Закон оружия - Силлов Дмитрий Олегович "sillov". Страница 135

Воевода степенно вышел за ворота, прошел по деревянному подъемному мосту, перекинутому через глубокий ров, и остановился. Рядом встала дочь Настя с хлебом-солью в руках.

– Хоть бы умылась, – сердито шепнул воевода. – Перед людьми стыдно.

Настя потупила заплаканные глаза. Прошептала:

– Прости, батюшка.

Воевода еле слышно вздохнул. Хотел сказать: «И ты прости, дочка», да не дали.

Впереди обоза шагал высокий человек в песцовой шапке и дорогом кафтане, видимо, специально для торжественной встречи накинутом поверх доспеха. В отличие от кольчуги и нагрудника, кафтан был новым и чистым. На кольчуге же виднелось наспех затертое бурое пятно. И железная пластина на груди была ощутимо помята.

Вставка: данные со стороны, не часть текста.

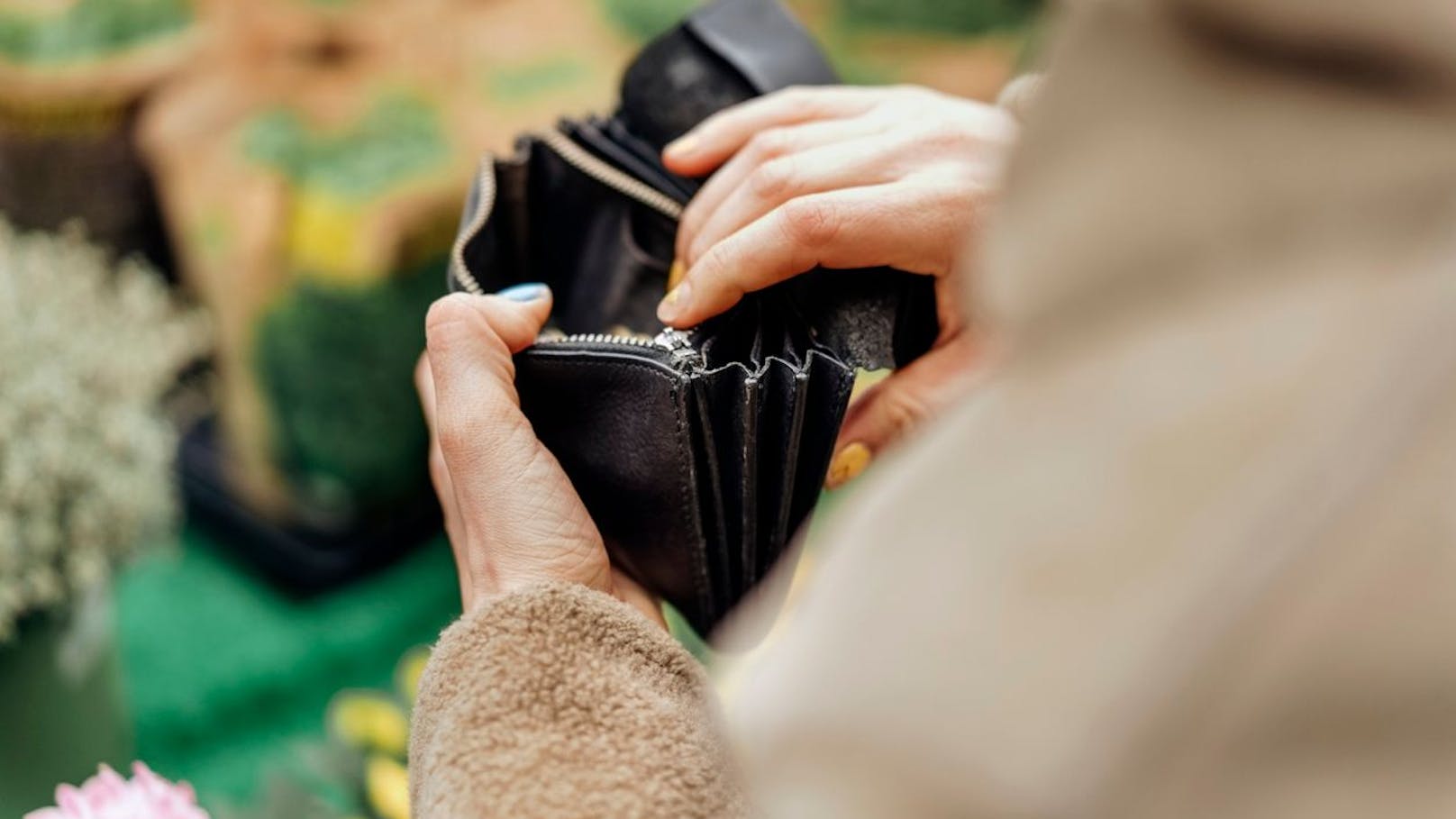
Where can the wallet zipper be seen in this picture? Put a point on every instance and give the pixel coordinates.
(675, 341)
(578, 158)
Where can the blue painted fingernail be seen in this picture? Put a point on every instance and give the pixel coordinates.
(527, 292)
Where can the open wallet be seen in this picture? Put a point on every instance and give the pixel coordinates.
(697, 453)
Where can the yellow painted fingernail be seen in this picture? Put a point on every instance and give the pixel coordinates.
(848, 464)
(673, 304)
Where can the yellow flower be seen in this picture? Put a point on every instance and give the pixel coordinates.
(325, 236)
(387, 784)
(371, 722)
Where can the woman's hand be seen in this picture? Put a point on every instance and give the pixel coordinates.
(512, 514)
(843, 178)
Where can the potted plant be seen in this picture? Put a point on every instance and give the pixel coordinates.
(87, 350)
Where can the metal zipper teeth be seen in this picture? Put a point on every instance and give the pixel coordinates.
(675, 341)
(598, 339)
(579, 159)
(485, 184)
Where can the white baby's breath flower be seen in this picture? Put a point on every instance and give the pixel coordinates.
(86, 353)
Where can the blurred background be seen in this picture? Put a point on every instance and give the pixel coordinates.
(220, 226)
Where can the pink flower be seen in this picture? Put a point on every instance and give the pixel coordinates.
(110, 796)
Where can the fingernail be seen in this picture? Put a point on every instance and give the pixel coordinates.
(527, 292)
(682, 146)
(675, 302)
(846, 465)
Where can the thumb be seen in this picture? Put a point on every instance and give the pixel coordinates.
(470, 341)
(468, 332)
(896, 405)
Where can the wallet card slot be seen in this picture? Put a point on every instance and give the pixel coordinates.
(590, 136)
(711, 479)
(734, 396)
(780, 423)
(826, 399)
(619, 422)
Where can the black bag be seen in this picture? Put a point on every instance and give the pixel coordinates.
(697, 453)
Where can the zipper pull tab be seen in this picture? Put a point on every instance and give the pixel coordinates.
(678, 344)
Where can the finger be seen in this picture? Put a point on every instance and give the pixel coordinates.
(470, 340)
(440, 476)
(720, 136)
(858, 162)
(849, 228)
(425, 388)
(887, 411)
(763, 148)
(633, 595)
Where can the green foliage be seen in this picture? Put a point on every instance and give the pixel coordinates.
(942, 16)
(86, 457)
(399, 137)
(644, 19)
(87, 28)
(335, 365)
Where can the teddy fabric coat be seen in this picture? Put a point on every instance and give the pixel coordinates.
(1188, 548)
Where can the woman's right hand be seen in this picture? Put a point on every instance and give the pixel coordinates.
(843, 178)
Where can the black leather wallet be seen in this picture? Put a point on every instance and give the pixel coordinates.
(697, 453)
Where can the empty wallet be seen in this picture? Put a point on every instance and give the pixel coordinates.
(697, 453)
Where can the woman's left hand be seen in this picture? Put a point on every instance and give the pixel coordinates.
(512, 514)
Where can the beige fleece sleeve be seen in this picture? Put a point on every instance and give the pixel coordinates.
(560, 701)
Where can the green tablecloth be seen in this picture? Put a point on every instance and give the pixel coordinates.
(226, 677)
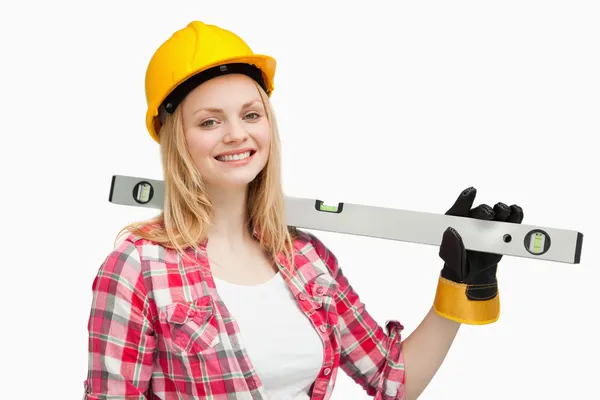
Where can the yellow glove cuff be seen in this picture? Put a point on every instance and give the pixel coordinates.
(451, 302)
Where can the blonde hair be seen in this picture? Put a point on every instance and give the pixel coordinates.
(186, 215)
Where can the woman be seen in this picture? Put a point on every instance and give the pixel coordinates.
(216, 297)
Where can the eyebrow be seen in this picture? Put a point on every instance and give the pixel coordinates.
(218, 110)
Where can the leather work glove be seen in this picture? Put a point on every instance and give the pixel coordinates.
(467, 289)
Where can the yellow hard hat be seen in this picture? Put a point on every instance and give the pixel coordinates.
(193, 55)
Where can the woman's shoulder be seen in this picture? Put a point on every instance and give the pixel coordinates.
(311, 245)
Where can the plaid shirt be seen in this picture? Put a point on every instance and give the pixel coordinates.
(158, 329)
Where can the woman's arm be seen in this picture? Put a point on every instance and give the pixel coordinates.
(121, 337)
(424, 351)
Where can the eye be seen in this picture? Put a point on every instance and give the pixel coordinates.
(206, 124)
(256, 115)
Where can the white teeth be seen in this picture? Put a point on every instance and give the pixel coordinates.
(234, 157)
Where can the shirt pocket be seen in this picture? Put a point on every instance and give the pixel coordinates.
(190, 327)
(322, 291)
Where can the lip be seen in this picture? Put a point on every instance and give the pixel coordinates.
(238, 151)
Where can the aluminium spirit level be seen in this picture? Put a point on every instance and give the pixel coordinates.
(549, 244)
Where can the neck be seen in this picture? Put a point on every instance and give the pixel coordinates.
(230, 213)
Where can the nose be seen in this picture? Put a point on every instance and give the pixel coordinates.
(236, 132)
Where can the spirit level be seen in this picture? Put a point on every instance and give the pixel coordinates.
(543, 243)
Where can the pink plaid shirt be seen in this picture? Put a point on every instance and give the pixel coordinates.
(158, 329)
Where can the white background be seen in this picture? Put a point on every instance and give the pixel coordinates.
(400, 105)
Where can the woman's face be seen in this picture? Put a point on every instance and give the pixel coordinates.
(227, 131)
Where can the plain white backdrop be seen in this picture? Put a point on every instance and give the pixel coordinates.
(379, 103)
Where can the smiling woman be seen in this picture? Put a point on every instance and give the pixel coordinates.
(227, 131)
(217, 297)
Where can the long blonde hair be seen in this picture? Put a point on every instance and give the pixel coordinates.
(187, 211)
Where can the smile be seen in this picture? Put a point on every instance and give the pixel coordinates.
(236, 157)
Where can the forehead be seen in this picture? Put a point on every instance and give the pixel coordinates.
(225, 91)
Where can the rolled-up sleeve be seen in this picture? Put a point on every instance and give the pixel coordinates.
(121, 337)
(371, 355)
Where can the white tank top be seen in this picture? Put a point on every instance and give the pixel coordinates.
(281, 341)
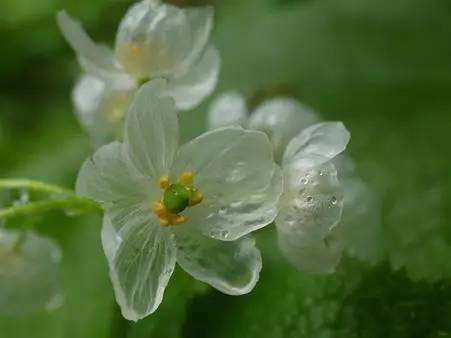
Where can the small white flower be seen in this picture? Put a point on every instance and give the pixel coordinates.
(280, 118)
(196, 204)
(28, 273)
(154, 40)
(313, 200)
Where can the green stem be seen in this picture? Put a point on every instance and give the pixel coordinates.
(32, 186)
(67, 199)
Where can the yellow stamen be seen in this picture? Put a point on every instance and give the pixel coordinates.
(196, 199)
(164, 182)
(164, 216)
(186, 178)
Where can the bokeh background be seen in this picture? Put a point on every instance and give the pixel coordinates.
(383, 67)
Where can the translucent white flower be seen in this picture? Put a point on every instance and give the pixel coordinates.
(312, 203)
(28, 273)
(195, 204)
(154, 40)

Во все времена торговала Русь. И в спокойное время, и в лихую годину. Как иначе? Издревле особо богата была русская земля пушным зверьем. А серебра было мало. Вот и шел основной обмен в заморских странах – меха на серебро. Без гривны какая торговля? И катались купеческие обозы-караваны по всему свету, порой платя не мехами, а кровью за звонкие заморские монеты. Потому как вдоль торговых путей постоянно шныряют разномастные шайки лихого люда, промышляющего опасной охотой. Много разбойников перевешано вдоль тех трактов, много отчаянных голов осталось валяться в пыли на радость воронам – а все, поди ж ты, не переводятся охотники до чужого добра…

Обоз остановился. Человек шагнул вперед и поклонился.

– Здрав будь, воевода.

– И тебе здоровья, Игнат-купец, – ответил Федор Савельевич. – Хлеб-соль, с возвращением. Легок ли был твой путь?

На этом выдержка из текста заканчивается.